Yuan a noté que Zoom a désormais un ensemble beaucoup plus large d’utilisateurs qui utilisent son produit d’une «myriade de façons inattendues», qui ont présenté des défis qui n’étaient pas prévus lors de la conception de la plate-forme. «Ces nouveaux cas d’utilisation, principalement destinés aux consommateurs, nous ont aidés à découvrir des problèmes imprévus avec notre plateforme», a-t-il déclaré.

La place de Zoom sous les projecteurs est largement due à la nature sans précédent de la pandémie. Les règles de travail en place sous COVID-19 ont rapidement modifié les opérations de manière significative à travers le monde. Basé uniquement sur des chiffres, jeil est raisonnable de supposer des vulnérabilités telles que des défauts de conception systémiques dans les applications connectées à Internet ne disparaîtront pas de si tôt. le nombre de appareils IoT actifs devrait passer à 24,1 milliards en 2030, contre 7,6 milliards fin 2019, selon Transforma Insights.

Il ne manque pas de des cas d’utilisation très médiatisés qui méritent d’être examinés, et ceux-ci servent à souligner valeur des évaluations des risques pendant la phase de conception et des recherches ultérieures sur les aveugles taches, notées Bahaman Sistany, analyste principal de la sécurité et chercheur chez Irdeto, une entreprise spécialisée dans la sécurité des plateformes numériques et les industries connectées à l’IoT.

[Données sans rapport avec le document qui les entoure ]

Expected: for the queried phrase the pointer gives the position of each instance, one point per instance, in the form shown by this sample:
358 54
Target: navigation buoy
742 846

Quand Conception de la machine signalé sur le renforcement de la résilience dans les vulnérabilités du firmware plus tôt cette année, le article (présentant les informations de Sistany) a signalé au moins une faille logicielle qui a laissé la sécurité du réseau d’une entreprise de surveillance largement ouverte au vol de milliers de mots de passe et de noms d’utilisateur Wi-Fi. La violation concernait les communications vidéo de la sonnette de Ring et l’application associée, qui envoyait les informations de connexion des utilisateurs à la sonnette à l’aide d’un réseau Wi-Fi non crypté pendant la configuration et offrait aux pirates potentiels une fenêtre d’attaque.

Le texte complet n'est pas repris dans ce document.